BioRegional at Rio + 20
Simon McWhirter reports
Riot; panoply; effusion? I’ve been lexically stymied as to how best explain the sheer scope and scale of colour, garb, people and sights that a global political summit can engender. With over 40,000 people having descended onto Brazil’s cultural capital Rio de Janeiro for the 2012 United Nations Conference on Sustainable Development, a gathering about the planet’s very future known as the Rio+20 Earth Summit following, as it does, twenty years after the seminal sustainability conference in the same city.
The formal outcome of the Summit looks like something of a mixed bag. The half glass full version is that we have managed to get agreement on a way forward - the official document is entitled ‘The Future We Want’ - from the governments of all 190 countries present. But a more cynical eye would say that the content and its associated promises are so fragmentary and diluted as to be meaningless. As with so any things, the truth probably lies somewhere in the middle, and it remains to be seen with what vim and vigour countries, businesses and indeed wider society pick up and deliver on the promises made.
But Rio+20 wasn’t just about the formal summit for heads of state or their noble seconds (for instance Cameron and Obama couldn’t be bothered coming, sending Clegg and Clinton in their stead).
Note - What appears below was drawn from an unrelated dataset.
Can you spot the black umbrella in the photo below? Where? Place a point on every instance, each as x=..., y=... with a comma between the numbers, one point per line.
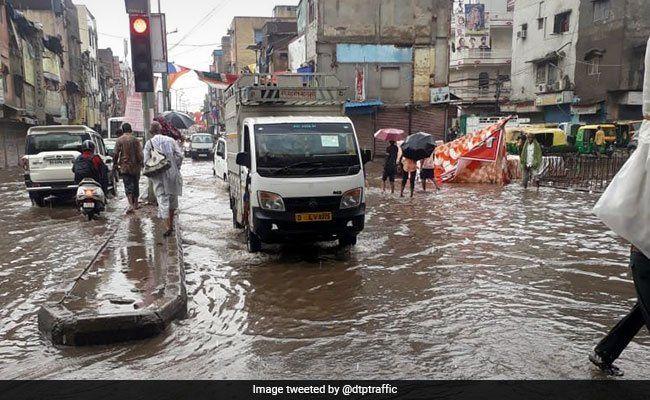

There has been a plethora of events in and around the city percolating ideas and enthusiasm into the mix, and our BioRegional team threw itself at these wider opportunities with as much gusto as the (intensely frustrating) formal process.
A wealth of One Planet Partners pitched the business case for the One Planet Living (OPL) framework at the Global Compact Corporate Sustainability Forum to real acclaim. In fact the central role of One Planet Communities in delivering a more sustainable future was recognised in the closing address to the forum - no doubt encouraged by the tranquil forested retreat of Portugese developer Pelicano’s Mata de Sesimbra and the dreamlike promise of a better future offered by Masdar, the new Foster + Partners-designed desert city gliding from Abu Dhabi’s sands, both of which were showcased.
Planning and executing events at this conference is a tense process, as to journey to Rio only to have an empty room would be soul-destroying. But thankfully at our first event, a hands-on, sleeves rolled up workshop for delegates to learn how to apply OPL principles, saw over 90 people participate and at our official UN side event - on the Sustainable Development Goals - more than ten governments send delegates to suss out the potential beneficence of OPL for them.
We had queues of questioners for Sue and Pooran - BioRegional’s co-founders - and that is what this and indeed our entire presence is about at this conference. To get in front of people, get the message out about the lower impact, more sustainable way to do business / design products / design and construct communities that One Planet Living is. To the outside eye the approach at these conferences can look a bit scattergun, but you start the day with a string of planned events to host, participate in or attend, and then a list as long as one’s arm of people to meet, corral, hassle - but by about 10am another ten opportunities have arisen to engage, enthuse and persuade people to take action.
Between Sue corralling Clegg (from whom she extracted a commitment to host a post-Rio meeting about the possibility of the UK and a developing nation producing twinned One Planet national plans) and the Prime Minster of Bhutan (who agreed to sign the Natural Capital Communiqué at her insistence) and Pooran’s ears perking up amid the flow of Portugese at the event from the Governor of Acre (a state in Brazil), when he and BedZED were name-checked as an inspiration which will lead to BioRegional-involvement in their City for People plan, an impact was being made.
Key to me was a new strand of work looking at how OPL can cope across extreme disparities in income. OPL is about creating aspirational lifestyles but there is no avoiding the fact that it is easier to create a shiny vision of a sustainable future for those living lives of comfort and joy, than those in impoverishment. For those in the lowest income groups; what does it, or could it, mean?
Prompted by a request from the Mayor of Rio to come and do some OPL work in the city, Bioregional explored that particular problem in a three day, community-driven workshop with people from the Tabejaras and Babilonia/Chapeu Mangueira favelas (very low income areas threaded through the city, sometimes unfairly aggregated under the term ‘slums’, which some are far from) of Rio as part of a parallel forum on social entrepreneurship.
And as for the rest of the time here, it was a flurry of corridor conversations ably navigated by BioRegional International Policy Adviser Freya Seath. The not-so-much Panopticonic, just huge, makeshift General Assembly auditorium wasn’t quite the place of studied concentration and quiet reflection that we expected. As a procession of world leaders took to the stage to set out their country’s position, intentions and hopes for the process, there were a multitude of whispered conversations and side discussions going on all around the room.
Outside, there were people’s summits, trades unions congress, naked protests (what could a conference be without one?) and a UK activist scuppering Nick Clegg’s address to UK organisations, when she donned a Nick-mask, stood up and declaimed the UK’s selling off of our natural assets.
So, riot; panoply; effusion? All of the above I think. A lot has been done, and a lot achieved. The results however, remain to be seen.
Simon McWhirter is Director of Hab Housing and ‘faugh a ballagh’.